Odak Okulları kurucusu Begüm Özdoğularlı Akademik Bakış Programında Prof. Dr. Michael Kuyucu’nun konuğu oldu. Özdoğularlı Akademik Bakış programında Odak okullarının diğer okullardan farklarını ve eğitim sektöründe yaşanan sorunlar hakkında ki görüşlerini anlattı. Programda Özdoğularlı’nın yaptığı açıklamaların satır başları şöyle:
Klasik Bir Okul Değiliz
Okulumuz 170 öğrenci kontenjanı olan anaokulu ilkokul ve ortaokul. Her çocuğun 3-4 yaşından itibaren kendi kendisine yetmesine odaklı bir okul. Burada bu okulu benim çocuğum hayvan kümesine girdi hayvan dışkısı ayakkabısına bulaştı ya da kapıda bir baktım çocukları karşılayan bir kurucuydu gibi ayrımları olan kişilere göre bir okul değil. Bizim okulumuz gün içerisinde her an her işi yapan kendi formasını tasarlayan bir sene sonraki formasını terzi hanımlarla beraber dikmek isteyen sayım yapmayı seven sınıfını temizleyen düzenleyen beslenmeye çok önem veren bir okul.

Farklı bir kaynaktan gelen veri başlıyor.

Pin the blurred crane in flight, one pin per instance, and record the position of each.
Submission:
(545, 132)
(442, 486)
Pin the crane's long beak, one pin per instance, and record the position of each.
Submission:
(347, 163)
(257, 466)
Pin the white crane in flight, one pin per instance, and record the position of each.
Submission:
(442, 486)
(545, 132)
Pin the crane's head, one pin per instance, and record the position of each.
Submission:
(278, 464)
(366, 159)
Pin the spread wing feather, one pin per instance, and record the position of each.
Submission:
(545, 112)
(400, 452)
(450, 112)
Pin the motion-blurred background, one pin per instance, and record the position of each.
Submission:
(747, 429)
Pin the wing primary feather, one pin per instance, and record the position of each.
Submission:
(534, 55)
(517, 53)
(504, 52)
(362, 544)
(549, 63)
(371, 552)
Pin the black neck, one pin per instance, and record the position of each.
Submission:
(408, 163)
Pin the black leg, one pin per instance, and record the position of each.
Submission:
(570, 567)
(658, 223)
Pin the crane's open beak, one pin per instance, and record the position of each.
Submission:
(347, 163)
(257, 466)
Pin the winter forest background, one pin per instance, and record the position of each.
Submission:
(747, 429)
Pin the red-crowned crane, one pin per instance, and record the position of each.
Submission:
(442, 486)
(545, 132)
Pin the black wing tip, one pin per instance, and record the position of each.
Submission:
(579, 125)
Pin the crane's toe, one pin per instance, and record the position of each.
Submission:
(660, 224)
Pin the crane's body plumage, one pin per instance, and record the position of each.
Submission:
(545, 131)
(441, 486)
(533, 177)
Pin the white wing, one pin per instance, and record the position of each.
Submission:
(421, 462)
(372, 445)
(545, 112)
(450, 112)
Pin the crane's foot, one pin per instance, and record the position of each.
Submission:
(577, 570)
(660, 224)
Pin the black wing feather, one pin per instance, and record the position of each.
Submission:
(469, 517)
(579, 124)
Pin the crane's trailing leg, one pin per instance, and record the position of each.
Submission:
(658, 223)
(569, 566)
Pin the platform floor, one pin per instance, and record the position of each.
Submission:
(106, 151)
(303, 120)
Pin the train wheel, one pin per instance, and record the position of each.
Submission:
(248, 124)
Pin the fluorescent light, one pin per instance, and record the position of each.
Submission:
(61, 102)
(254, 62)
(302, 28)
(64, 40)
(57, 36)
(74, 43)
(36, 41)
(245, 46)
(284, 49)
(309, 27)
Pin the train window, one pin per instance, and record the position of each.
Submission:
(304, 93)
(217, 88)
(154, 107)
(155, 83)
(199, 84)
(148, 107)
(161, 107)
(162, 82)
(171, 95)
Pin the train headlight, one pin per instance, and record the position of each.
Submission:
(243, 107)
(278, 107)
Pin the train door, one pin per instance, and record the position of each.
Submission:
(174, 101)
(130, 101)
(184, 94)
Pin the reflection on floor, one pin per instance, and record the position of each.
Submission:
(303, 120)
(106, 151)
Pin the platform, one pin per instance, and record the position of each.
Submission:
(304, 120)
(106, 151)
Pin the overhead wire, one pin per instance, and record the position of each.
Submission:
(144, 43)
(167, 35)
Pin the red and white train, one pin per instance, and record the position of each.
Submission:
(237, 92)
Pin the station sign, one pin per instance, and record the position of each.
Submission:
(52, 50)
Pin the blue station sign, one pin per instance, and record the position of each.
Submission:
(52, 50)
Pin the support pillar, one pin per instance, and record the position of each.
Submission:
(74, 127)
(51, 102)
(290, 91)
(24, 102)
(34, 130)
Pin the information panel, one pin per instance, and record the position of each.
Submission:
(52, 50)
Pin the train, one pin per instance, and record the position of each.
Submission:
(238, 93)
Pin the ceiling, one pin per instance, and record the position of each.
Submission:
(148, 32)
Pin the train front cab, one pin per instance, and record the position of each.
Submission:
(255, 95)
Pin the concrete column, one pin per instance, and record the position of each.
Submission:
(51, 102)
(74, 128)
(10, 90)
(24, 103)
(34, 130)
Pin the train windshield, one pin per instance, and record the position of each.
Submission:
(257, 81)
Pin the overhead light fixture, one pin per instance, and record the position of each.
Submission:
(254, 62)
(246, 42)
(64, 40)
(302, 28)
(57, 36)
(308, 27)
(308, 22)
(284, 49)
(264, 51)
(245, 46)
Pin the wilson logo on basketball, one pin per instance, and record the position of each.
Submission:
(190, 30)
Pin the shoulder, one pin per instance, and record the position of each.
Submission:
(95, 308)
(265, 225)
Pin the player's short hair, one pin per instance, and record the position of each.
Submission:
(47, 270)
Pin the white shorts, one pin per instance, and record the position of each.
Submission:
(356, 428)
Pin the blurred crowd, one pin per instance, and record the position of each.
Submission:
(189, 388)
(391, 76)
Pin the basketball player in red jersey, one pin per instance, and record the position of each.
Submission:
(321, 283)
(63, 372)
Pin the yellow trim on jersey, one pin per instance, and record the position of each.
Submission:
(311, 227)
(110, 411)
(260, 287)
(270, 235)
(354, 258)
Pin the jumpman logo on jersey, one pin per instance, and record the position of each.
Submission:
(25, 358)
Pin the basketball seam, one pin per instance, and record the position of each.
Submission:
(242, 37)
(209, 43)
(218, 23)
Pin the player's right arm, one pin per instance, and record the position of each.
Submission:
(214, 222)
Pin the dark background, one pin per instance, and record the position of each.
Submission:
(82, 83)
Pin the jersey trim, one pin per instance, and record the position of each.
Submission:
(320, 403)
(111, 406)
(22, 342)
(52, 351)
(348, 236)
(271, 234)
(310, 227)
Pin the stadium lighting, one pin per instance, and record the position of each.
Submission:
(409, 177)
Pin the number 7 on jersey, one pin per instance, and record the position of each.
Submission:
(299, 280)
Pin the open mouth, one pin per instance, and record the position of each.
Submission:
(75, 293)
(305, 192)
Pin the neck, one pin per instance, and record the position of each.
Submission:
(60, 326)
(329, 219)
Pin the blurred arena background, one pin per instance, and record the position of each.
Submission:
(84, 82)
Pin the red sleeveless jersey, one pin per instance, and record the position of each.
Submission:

Bana Kalsa Okul Olmasa da Olur
Ben klasik cümleler kurmak istemiyorum ne güzel İngilizcemiz var gibi. Biz bunların hepsini hayatın içinde öğrenilmesi gerektiğini düşünüyoruz. Aslında bana kalsa hiç okul olmasın. Keşke çocuklar sosyal ortamda kendi başlarına büyükleriyle dedeleriyle nineleriyle bunları öğrensinler ama maalesef artık eskisi gibi sosyal ortamlar olmadığı için ben okulu kişilerin son çaresi olarak görüyorum.
Okulların Sorunları Devam Edecek
Hiçbir okulun işi kolay değil çok hak veriyorum hiçbir velinin işi kolay değil. En büyük sıkıntı şu oldu çok fazla okul açıldı. Bu yüzden hiçbir okul kontenjanını dolduramıyor. Kontenjan dolmadığı için istediği geliri elde edemiyor, gelmediği zaman da zammı yüksek yapmak zorunda kalıyor ve öğretmenlerine hak ettiği maaşları ödeyemez hale geliyor. Bu bir süre çok güzel gitti okulların eskiden sayıları daha azdı kontenjanlar doluyordu ama son 7-8 yıldır ve bundan sonra da böyle devam edecek sıkıntılar devam edecek.